De 2004 à 2012, le Pentagone a financé à hauteur de plusieurs millions de dollars un programme secret d’espionnage de la Corée du Nord sous le couvert de l’activité du Humanitarian International Services Group (HISG), écrit The Intercept. L’opération de financement est détaillée dans un organigramme mis en ligne par le site. 

“Depuis longtemps source de préoccupation pour les Etats-Unis et l’Europe, la Corée du Nord était l’une des cibles les plus difficiles à atteindre pour les services de renseignement américains”, écrit le journaliste Matthew Cole, dont l’enquête est basée entre autres sur les témoignages de hauts cadres de l’armée.
 

Au moment où le Département de la Défense aurait lancé son programme d’espionnage, en décembre 2004, l’ONG, dirigée par un certain Kay Hiramine et qualifiée de “chrétienne”, envoyait déjà des médicaments et des vêtements chauds en Corée du Nord par voie maritime. L’HISG aurait ensuite testé sa capacité d’intrusion dans le pays en y exportant des bibles, suggère le site d’investigation américain.   

 
“Envoyer des bibles en Corée du Nord est très risqué – le pays réprimant toute activité ou manifestation religieuse. C’était là tout l’enjeu. Si Kay Hiramine y parvenait, le Pentagone saurait qu’il pouvait utiliser la même méthode pour faire entrer des capteurs optiques et des équipements militaires.”

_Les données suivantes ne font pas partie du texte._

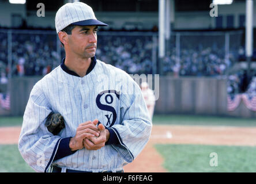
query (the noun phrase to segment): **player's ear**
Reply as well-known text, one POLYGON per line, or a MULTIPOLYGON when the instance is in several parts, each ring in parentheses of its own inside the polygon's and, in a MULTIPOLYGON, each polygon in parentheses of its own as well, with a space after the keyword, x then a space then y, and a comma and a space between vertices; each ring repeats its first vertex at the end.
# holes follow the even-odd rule
POLYGON ((60 31, 58 33, 58 36, 59 36, 59 39, 61 41, 61 42, 64 45, 67 44, 67 34, 65 32, 63 31, 60 31))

Le Pentagone aurait ainsi utilisé l’ONG pour faire passer différents types de matériels et outils militaires pour “préparer le terrain” dans l’éventualité d’un conflit.

Exploiter une organisation non gouvernementale et des travailleurs humanitaires pour faire de l’espionnage est “inacceptable” et constitue une “violation des principes du droit international”, selon Sam Worthington, président de InterAction, qui regroupe 200 ONG américaines, cité par The Intercept.
 

Un scénario impossible ?

Cette information inédite est à prendre au conditionnel, selon le site d’information indépendant NK News. Consacré aux informations sur la Corée du Nord, le site, installé à Washington, rapporte les doutes de quatre responsables d’ONG ayant travaillé ou travaillant toujours en Corée du Nord.  L’un d’entre eux estime notamment que le scénario détaillé par The Intercept n’est pas plausible :  

 
“Les Nord-Coréens sont tellement paranoïaques qu’il est impensable d’imaginer que des bibles venues des Etats-Unis aient pu être importées en Corée du Nord. […] L’idée que les Etats-Unis aient pu ensuite faire de la contrebande d’équipement militaire est absurde.”

Le Département de la Défense américain n’a pas voulu commenter l’information de The Intercept, rapporte de son côté l’agence de presse sud-coréenne Yonhap.